At 01:04 PM 12/29/2004, Matt Linzbach wrote:
>Can someone point me to a thread that would discuss the scoring of the 
>Bayesian rules in 3.0.  Specifically why BAYES_99 would score less than 
>BAYES_95 for bayes+net tests?

Why would you expect it to be higher? It's a common human perception that 
everything is simple and linear. Unfortunately, nothing about SA scoring is 
simple, nor linear.

The big thing to keep in mind that rules are NOT independent entities. They 
are NOT scored based on their performance.
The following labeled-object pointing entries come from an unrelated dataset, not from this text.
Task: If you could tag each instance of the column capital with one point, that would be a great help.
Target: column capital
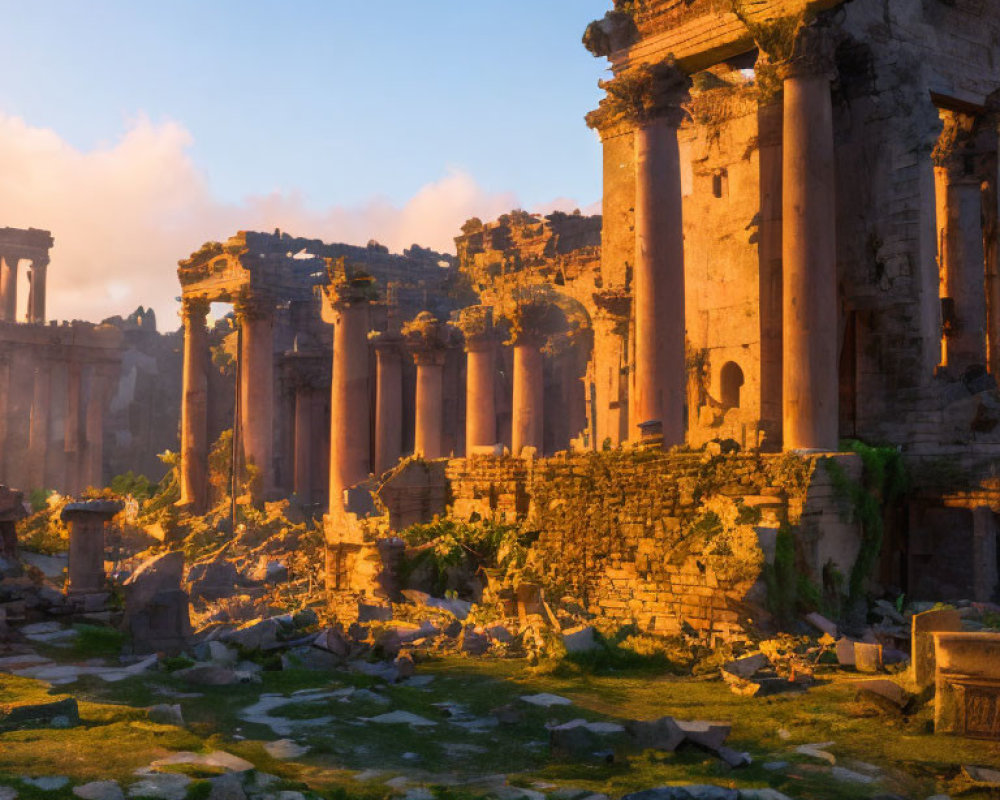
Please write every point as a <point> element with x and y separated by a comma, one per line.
<point>251,305</point>
<point>955,151</point>
<point>387,343</point>
<point>194,307</point>
<point>476,323</point>
<point>641,96</point>
<point>531,323</point>
<point>793,48</point>
<point>428,338</point>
The score that BAYES_99 gets is not a function of it's performance, but the 
performance of every other rule in the ruleset. Furthermore they are most 
heavily biased by the rules that match the same messages in the corpus 
test. They are still affected by other rules which don't match any of the 
same messages, just because those rules affect other rules, which 
eventually get around to affecting BAYES_99.. (this relationship works a 
bit like the Kevin Bacon number.)

As an example, consider the case another rule that also performs well is 
added to the syste,, and has similar false positive problems and similar 
spam matches. In this situation the perceptron (or GA in older versions of 
SA) is going to have to trade off the score between the two rules. 
Generally, it's going to heavily bias towards the rule with the least FPs, 
but only because it's trying to tune the scores to get the lowest number 
for (FP+(FN/100)) it can.

In this case, I suspect BAYES was heavily biased by the URIBL rules. Some 
of those have VERY high hit rates, and VERY low FP problems, much less than 
the theoretical 0.5% that BAYES_99 has.